To regenerate later:
```bash
openclaw persona update --regen-image
```

---

## Grok Imagine

xAI's image generation. More creative freedom and fewer content restrictions than Gemini.

### Setup

1. Get an xAI API key at [console.x.ai](https://console.x.ai)
2. Run the wizard or configure manually:

```bash
openclaw persona update --image-provider grok
```

### Config Example

```json
{
  "persona": {
    "image": {
      "provider": "grok",
      "canonicalLook": {
        "description": "Warm caramel skin, jet black hair, angular face",
        "style": "photorealistic",
        "alwaysInclude": "gold hoop earrings"
      },
      "grok": {
        "model": "grok-imagine-image"
      }
    }
  }
}
```

### When to Use Grok Imagine

- Creative or artistic image styles
- Content that falls outside Gemini's safety filters
- As a fallback when Gemini refuses a generation

---

## Using Both Providers

Configure both and set a default. The agent will use the default for standard generations and fall back or switch to the other when appropriate.

```json
{
  "persona": {
    "image": {
      "provider": "gemini",
      "gemini": {
        "model": "gemini-2.0-flash-preview-image-generation"
      },
      "grok": {
        "model": "grok-imagine-image"
      }
    }
  }
}
```

During wizard setup, choose option `[3] Both` when prompted:
```
Choose an image provider:
  [1] Gemini (photorealistic, reference image support)
  [2] Grok Imagine (creative, fewer restrictions)
  [3] Both (Gemini default, Grok for creative)
  [4] None (no visual identity)
```

---

## Canonical Look

The `canonicalLook` object defines what your agent looks like. It is used in every image generation prompt.

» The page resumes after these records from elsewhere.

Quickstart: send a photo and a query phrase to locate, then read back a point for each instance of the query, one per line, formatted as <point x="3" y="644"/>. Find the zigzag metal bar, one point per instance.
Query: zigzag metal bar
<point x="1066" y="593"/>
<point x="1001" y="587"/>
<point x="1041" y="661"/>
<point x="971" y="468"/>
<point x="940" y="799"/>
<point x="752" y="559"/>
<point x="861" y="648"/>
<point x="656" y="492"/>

| Field | Type | Description |
|-------|------|-------------|
| `description` | string | Physical appearance description (freeform) |
| `style` | string | Art style: `photorealistic`, `anime`, `illustration`, `3d-render` |
| `alwaysInclude` | string | Accessories or features to include in every image |

---

## Spontaneous Images

The agent can send selfies unprompted when trigger words appear in conversation.

```json
{
  "persona": {
    "image": {
      "spontaneous": {
        "enabled": true,
        "triggers": ["selfie", "show me", "what do you look like", "pic"]
      }
    }
  }
}
```

The agent generates mood-appropriate expressions based on the conversation context. For example, a "good morning" selfie will show a warm, sleepy expression, while a celebration prompt will show excitement.

The `agent-selfie` skill is automatically installed during persona creation to handle ongoing selfie generation.